Re: Btree indexes, large numbers and <= comparisons

Toke Høiland-Jørgensen <toke@xxxxxxx> · Thu, 29 Mar 2007 15:33:15 +0200

On Thursday 29 March 2007 13:33, Alejandro D. Burne wrote:
> 2007/3/29, Toke Høiland-Jørgensen <toke@xxxxxxx>:
> > I have a table with ~5 million rows containing ranges of large (8-digit)
> > numbers. The table has an int4 field for the range start and the range
> > end, and a field which is null if that particular range is expired, and
> > has a value otherwise.
> >
> > I need to query this table to find a range containing a particular
> > number, e.g. a query might look like this:
> >
> > SELECT * FROM table_name WHERE range_start <= 87654321 AND range_end >=
> > 87654321 AND expired IS NULL
> >
> > My problem is that when I run a query like the above, the query planner
> > does a sequential scan, even though i have an index on both the query
> > columns separately, as well as an index containing both columns. The
> > indexes are defined like this:
> >
> > CREATE INDEX range_start_end_index ON table_name USING btree
> > (range_start, range_end) WHERE expired IS NULL
> > CREATE INDEX range_start_index ON table_name USING btree (range_start)
> > WHERE expired IS NULL
> > CREATE INDEX range_end_index ON table_name USING btree (range_end) WHERE
> > expired IS NULL
> >
> > When I do a query for smaller numbers (7-digit and below, as far as I can
> > see), the query planner uses the index(es) and the query is
> > instantaneous.

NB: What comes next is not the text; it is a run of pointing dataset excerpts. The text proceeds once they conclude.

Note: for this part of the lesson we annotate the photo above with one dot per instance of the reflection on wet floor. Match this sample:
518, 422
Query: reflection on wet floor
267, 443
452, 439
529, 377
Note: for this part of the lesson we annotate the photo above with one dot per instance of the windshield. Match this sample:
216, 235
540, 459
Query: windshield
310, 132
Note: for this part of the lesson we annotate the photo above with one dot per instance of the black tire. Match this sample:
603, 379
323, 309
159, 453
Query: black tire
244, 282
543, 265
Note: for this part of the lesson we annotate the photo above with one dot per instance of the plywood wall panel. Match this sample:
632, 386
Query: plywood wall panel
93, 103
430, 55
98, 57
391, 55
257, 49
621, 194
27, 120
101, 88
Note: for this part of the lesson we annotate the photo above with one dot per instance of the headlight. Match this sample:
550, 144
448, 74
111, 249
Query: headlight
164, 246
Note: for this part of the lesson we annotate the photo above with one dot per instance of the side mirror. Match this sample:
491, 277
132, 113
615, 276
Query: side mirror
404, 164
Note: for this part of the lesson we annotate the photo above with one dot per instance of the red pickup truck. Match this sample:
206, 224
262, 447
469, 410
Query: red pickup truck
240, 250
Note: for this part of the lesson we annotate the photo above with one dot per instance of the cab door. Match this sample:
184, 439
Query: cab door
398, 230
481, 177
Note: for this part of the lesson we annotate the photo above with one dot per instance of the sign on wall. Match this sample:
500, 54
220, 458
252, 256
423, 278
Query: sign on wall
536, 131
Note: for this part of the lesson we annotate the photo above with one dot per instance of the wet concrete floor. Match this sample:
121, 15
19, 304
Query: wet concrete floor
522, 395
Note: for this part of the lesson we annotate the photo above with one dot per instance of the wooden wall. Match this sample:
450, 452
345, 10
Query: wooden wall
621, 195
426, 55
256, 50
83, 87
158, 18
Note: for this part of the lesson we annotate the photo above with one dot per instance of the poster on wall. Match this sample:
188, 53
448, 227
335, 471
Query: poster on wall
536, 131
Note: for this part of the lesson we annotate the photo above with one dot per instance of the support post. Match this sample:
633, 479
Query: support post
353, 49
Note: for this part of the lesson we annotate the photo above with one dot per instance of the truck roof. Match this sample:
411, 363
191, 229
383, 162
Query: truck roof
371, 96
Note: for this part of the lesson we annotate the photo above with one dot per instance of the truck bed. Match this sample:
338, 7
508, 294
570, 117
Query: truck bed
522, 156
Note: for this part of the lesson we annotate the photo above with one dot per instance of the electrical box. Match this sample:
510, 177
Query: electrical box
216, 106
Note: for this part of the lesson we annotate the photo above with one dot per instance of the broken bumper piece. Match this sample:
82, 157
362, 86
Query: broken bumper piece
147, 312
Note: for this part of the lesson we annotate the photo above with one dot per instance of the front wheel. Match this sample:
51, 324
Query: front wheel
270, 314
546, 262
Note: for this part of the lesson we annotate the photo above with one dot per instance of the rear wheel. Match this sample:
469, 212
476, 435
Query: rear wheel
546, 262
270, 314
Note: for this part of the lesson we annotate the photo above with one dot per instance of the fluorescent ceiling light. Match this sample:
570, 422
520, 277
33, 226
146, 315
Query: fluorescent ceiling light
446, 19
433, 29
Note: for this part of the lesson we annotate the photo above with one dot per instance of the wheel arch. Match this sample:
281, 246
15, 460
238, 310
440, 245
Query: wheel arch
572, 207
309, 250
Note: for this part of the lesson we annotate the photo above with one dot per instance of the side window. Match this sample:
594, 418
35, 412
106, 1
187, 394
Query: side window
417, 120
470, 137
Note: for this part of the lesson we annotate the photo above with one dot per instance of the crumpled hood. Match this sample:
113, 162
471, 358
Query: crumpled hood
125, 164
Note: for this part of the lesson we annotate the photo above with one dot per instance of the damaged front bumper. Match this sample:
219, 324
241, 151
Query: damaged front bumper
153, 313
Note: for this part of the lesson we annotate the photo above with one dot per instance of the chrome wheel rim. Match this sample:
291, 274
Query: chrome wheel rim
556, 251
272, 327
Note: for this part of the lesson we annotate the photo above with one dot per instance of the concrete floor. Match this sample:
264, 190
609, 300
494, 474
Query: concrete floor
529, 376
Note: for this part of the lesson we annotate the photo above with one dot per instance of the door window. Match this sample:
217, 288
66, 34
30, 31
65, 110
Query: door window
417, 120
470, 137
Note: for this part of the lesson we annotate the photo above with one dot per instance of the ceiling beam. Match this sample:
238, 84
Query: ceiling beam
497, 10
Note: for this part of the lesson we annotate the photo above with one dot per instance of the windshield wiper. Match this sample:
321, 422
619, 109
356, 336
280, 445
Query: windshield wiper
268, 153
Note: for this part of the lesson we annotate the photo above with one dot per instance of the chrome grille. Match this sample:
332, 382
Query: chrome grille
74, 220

However, when I run a query like the above, the planner
> > decides to do a sequential scan of the entire table.
> >
> > I realize this probably has something to do with the planner only
> > searching for the first part of the WHERE clause (i.e. range_start <=
> > 87654321) and deciding that this will probably yield so many rows that a
> > sequential scan will yield results that are just as good. However, the
> > data is structured in such a way that multiple ranges containing the same
> > number (and which are not expired) do not exist. So in reality there will
> > be either 1 or 0 results for a query like the above.
> >
> > How do I make the query planner realize that using the index is a Good
> > Thing(tm)?
> >
> > Any help will be greatly appreciated.
> >
> > Regards,
> > -Toke
>
> Can you send an explain analyze for that query?
>
> Alejandro
>

Sure:

=> EXPLAIN ANALYSE SELECT * FROM table_name WHERE range_start <= 87654321 AND 
range_end >= 87654321 AND expired IS NULL;
                                                    QUERY PLAN
------------------------------------------------------------------------------------------------------------------
 Seq Scan on table_name  (cost=0.00..137046.73 rows=161972 width=109) (actual 
time=3894.471..3894.471 rows=0 loops=1)
   Filter: ((range_start <= 87654321) AND (range_end >= 87654321) AND (expired 
IS NULL))
 Total runtime: 3894.531 ms
(3 rows)

The same thing with a smaller number:

=> EXPLAIN ANALYSE SELECT * FROM table_name WHERE range_start <= 8765432 AND 
range_end >= 8765432 AND expired IS NULL;
                                                             QUERY PLAN
------------------------------------------------------------------------------------------------------------------------------------
 Index Scan using range_start_index on table_name  (cost=0.00..800.61 rows=200 
width=109) (actual time=26.839..26.839 rows=0 loops=1)
   Index Cond: (range_start <= 8765432)
   Filter: ((range_end >= 8765432) AND (expired IS NULL))
 Total runtime: 26.899 ms
(4 rows)

Thanks for your prompt reply :)

-Toke